November still offers good weather for fall planting:

* If you haven't already, it's time to clean up the remains of summer. Pull faded annuals and vegetables. Prune dead or broken branches from trees.

* Now is the best time to plant most trees and shrubs. This gives them plenty of time for root development before spring growth. They also benefit from fall and winter rains.

* Set out cool-weather annuals such as pansies and snapdragons.

* Lettuce, cabbage and broccoli also can be planted now.

* Plant garlic and onions.

* Keep planting bulbs to spread out your spring bloom. Some possible suggestions: daffodils, crocuses, hyacinths, tulips, anemones and scillas.

* This is also a good time to seed wildflowers and plant such spring bloomers as sweet pea, sweet alyssum and bachelor buttons.

* Rake and compost leaves, but dispose of any diseased plant material. For example, if peach and nectarine trees showed signs of leaf curl this year, clean up under trees and dispose of those leaves instead of composting.

* Save dry stalks and seedpods from poppies and coneflowers for fall bouquets and holiday decorating.

* For holiday blooms indoors, plant paperwhite narcissus bulbs now. Fill a shallow bowl or dish with 2 inches of rocks or pebbles. Place bulbs in the dish with the root end nestled in the rocks. Add water until it just touches the bottom of the bulbs. Place the dish in a sunny window. Add water as needed.

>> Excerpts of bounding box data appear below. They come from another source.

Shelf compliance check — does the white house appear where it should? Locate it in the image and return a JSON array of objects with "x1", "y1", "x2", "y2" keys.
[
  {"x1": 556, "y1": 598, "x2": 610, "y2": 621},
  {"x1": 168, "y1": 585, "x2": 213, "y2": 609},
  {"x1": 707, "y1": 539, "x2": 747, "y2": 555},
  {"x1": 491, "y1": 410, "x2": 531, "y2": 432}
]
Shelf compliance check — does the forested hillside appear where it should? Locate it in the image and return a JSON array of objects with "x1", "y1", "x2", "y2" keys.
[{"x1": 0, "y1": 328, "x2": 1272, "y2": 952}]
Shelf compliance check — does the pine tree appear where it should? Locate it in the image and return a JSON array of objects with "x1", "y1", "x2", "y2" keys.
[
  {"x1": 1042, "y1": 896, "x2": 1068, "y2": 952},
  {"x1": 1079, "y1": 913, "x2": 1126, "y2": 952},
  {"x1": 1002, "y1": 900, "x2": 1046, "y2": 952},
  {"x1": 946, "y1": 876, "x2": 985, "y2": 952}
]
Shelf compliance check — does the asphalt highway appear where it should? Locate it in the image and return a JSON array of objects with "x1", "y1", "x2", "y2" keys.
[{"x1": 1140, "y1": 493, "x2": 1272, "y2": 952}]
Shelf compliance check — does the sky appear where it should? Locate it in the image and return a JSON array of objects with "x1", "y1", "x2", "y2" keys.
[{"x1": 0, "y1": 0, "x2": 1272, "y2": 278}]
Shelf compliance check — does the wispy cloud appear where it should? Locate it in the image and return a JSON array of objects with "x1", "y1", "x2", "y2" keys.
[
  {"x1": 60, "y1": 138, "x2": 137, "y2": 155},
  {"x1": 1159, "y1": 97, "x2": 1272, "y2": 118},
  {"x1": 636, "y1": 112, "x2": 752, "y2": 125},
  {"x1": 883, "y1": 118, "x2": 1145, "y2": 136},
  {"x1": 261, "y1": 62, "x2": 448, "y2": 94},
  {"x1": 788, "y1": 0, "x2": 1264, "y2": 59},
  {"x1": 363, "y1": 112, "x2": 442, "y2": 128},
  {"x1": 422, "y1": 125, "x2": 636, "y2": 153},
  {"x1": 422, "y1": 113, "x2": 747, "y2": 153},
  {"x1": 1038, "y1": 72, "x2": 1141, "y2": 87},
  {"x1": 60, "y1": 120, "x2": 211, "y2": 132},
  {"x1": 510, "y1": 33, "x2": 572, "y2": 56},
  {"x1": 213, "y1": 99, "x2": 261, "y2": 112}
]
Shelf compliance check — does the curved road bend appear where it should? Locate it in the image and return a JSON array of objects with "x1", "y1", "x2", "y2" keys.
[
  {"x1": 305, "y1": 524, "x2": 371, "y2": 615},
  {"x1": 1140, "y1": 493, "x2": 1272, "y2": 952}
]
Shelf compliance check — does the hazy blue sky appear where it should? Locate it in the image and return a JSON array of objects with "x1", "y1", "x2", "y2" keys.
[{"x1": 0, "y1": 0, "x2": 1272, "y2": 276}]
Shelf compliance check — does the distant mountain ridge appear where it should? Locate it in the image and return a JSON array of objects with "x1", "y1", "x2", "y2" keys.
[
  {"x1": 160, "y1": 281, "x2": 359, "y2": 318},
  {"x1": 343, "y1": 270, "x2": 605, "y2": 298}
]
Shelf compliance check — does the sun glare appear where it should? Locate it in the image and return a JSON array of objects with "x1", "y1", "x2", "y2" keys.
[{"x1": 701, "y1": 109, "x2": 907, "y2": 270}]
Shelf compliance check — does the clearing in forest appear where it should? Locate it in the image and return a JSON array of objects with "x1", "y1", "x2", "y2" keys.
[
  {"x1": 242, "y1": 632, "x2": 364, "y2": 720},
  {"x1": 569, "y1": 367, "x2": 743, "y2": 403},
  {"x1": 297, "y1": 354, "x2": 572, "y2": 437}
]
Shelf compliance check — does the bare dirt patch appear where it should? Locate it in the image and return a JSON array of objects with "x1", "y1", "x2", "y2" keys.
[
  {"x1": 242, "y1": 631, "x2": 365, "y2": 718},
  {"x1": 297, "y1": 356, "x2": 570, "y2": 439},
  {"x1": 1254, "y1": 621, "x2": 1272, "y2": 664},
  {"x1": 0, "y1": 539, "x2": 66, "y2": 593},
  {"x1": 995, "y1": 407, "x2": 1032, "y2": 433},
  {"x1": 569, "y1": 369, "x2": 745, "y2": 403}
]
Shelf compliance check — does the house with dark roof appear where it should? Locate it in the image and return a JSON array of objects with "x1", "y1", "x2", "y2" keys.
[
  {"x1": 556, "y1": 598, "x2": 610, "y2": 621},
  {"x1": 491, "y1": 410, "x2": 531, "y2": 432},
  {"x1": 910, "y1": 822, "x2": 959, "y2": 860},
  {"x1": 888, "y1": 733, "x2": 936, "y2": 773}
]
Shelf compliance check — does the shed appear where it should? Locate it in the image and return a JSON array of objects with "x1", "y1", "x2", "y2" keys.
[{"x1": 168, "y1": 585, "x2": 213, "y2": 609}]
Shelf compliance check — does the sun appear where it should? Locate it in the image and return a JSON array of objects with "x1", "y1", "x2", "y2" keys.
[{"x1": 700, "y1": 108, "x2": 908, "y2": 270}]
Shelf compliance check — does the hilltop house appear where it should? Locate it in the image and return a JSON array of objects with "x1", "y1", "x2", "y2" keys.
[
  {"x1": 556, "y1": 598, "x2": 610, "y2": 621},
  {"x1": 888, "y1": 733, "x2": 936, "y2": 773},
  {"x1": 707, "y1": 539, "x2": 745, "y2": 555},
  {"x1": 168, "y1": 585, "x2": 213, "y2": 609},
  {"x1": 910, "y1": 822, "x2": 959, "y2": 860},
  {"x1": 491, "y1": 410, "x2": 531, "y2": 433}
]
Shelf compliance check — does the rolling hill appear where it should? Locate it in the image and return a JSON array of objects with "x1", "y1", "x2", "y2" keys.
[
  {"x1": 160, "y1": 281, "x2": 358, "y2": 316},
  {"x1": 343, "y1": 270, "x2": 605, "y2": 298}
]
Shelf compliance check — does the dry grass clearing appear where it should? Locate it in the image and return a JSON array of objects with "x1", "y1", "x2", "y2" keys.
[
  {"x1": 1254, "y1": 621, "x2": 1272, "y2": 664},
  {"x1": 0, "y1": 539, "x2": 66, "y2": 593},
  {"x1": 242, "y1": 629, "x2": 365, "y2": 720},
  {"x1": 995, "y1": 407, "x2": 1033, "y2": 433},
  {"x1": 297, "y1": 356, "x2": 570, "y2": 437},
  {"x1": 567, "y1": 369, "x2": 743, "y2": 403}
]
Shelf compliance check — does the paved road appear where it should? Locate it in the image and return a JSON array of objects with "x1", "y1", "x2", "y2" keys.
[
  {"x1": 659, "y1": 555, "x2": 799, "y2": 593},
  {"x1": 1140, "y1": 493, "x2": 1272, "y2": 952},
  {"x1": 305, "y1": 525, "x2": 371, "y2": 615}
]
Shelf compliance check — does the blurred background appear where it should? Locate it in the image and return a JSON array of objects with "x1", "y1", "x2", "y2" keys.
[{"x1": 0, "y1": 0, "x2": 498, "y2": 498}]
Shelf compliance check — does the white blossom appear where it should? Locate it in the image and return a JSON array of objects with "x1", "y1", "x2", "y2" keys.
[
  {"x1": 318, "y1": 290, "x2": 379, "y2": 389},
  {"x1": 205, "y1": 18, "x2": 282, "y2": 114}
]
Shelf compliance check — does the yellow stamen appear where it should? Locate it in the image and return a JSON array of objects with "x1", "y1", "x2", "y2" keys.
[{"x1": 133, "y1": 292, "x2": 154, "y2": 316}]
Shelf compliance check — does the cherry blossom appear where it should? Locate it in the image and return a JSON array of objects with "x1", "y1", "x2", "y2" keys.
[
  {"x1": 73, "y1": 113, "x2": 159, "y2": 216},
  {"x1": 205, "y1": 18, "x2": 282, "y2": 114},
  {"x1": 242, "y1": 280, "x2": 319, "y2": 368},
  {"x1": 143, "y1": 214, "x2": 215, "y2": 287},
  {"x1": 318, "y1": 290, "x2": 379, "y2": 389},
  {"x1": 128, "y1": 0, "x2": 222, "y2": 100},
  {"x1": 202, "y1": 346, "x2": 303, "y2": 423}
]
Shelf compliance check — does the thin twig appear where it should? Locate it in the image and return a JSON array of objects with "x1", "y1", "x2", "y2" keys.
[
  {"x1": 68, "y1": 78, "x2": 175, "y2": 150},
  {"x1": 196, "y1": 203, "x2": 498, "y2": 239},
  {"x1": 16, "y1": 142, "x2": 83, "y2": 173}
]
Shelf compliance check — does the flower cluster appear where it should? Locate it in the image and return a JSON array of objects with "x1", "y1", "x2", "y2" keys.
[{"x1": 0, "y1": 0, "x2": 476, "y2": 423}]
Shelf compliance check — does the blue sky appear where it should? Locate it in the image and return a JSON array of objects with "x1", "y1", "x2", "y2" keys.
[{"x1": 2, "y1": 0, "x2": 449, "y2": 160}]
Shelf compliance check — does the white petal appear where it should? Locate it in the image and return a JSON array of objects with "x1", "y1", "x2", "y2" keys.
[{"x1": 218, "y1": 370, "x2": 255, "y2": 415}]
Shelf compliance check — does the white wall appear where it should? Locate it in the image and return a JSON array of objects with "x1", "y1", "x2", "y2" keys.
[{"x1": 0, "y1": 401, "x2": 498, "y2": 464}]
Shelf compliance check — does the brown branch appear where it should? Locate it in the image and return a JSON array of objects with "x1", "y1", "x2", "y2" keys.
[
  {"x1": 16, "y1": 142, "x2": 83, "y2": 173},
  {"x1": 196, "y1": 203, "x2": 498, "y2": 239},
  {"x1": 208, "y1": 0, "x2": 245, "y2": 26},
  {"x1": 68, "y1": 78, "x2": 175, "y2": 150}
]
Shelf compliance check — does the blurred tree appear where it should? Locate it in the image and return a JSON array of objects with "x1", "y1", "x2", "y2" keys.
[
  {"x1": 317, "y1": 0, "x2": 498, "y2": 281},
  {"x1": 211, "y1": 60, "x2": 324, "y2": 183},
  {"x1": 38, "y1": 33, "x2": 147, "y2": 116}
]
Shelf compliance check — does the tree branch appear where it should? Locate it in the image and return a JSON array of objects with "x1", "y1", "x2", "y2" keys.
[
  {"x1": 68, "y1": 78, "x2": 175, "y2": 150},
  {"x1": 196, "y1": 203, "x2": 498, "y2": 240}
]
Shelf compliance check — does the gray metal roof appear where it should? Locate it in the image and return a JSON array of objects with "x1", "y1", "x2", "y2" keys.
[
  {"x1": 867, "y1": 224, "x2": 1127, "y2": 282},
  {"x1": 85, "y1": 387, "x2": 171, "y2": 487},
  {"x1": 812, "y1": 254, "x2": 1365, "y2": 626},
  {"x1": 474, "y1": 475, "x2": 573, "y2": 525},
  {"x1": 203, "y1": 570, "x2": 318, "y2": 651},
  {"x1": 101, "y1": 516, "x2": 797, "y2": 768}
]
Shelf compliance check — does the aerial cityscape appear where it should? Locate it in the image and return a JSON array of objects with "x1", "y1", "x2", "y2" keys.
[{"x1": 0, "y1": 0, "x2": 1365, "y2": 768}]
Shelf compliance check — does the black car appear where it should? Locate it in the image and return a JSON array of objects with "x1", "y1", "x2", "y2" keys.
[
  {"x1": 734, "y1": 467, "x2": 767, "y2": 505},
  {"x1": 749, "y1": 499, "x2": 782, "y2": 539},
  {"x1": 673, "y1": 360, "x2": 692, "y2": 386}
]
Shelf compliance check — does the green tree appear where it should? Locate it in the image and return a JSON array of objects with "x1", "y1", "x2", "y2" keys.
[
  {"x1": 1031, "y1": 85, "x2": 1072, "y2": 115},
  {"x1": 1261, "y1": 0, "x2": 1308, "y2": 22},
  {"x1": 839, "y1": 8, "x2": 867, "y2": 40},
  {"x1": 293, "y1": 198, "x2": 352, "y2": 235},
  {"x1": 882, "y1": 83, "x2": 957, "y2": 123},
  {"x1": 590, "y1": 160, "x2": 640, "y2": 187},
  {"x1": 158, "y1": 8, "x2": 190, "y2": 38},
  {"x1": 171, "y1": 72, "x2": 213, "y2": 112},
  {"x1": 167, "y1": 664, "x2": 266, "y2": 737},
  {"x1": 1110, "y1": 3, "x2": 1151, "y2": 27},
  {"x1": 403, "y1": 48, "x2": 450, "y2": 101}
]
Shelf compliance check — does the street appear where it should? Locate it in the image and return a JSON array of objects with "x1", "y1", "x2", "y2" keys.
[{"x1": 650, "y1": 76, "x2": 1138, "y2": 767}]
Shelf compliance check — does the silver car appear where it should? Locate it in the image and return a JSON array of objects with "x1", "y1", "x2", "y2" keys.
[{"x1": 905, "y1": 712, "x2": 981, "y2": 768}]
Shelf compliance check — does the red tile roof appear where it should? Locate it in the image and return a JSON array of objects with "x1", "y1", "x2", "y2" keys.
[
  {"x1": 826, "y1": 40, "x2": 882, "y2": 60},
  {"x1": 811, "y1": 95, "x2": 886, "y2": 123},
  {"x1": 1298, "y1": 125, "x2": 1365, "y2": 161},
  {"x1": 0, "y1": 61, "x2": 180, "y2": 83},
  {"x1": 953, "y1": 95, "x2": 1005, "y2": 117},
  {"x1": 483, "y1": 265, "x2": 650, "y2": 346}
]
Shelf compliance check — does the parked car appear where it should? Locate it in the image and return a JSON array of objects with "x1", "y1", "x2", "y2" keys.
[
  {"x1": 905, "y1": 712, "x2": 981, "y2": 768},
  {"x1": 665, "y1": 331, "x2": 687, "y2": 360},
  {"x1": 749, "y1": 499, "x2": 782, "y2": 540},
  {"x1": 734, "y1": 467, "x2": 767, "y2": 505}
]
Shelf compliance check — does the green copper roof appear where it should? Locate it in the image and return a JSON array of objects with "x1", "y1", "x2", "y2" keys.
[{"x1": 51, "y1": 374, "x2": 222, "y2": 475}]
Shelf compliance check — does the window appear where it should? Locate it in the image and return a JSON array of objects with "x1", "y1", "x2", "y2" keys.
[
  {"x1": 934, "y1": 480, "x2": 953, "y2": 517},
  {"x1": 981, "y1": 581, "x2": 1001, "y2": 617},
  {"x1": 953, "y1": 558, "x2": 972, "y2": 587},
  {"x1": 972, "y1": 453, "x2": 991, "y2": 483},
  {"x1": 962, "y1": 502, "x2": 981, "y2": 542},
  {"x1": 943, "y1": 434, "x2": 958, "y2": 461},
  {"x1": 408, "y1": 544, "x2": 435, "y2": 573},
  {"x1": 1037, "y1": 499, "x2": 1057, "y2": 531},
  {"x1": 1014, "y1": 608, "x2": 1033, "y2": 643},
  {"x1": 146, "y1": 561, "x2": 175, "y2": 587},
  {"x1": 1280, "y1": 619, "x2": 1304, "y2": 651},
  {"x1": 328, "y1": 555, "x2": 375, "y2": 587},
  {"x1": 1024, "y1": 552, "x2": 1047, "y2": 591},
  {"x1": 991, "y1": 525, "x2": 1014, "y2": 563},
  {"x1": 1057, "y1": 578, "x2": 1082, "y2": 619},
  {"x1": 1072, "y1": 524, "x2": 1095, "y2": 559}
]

* Give your azaleas, gardenias and camellias a boost with chelated iron.

* For larger blooms, pinch off some camellia buds.

* Prune non-flowering trees and shrubs while dormant.

* To help prevent leaf curl, apply a copper fungicide spray to peach and nectarine trees after they lose their leaves this month. Leaf curl, which shows up in the spring, is caused by a fungus that winters as spores on the limbs and around the tree in fallen leaves. Sprays are most effective now.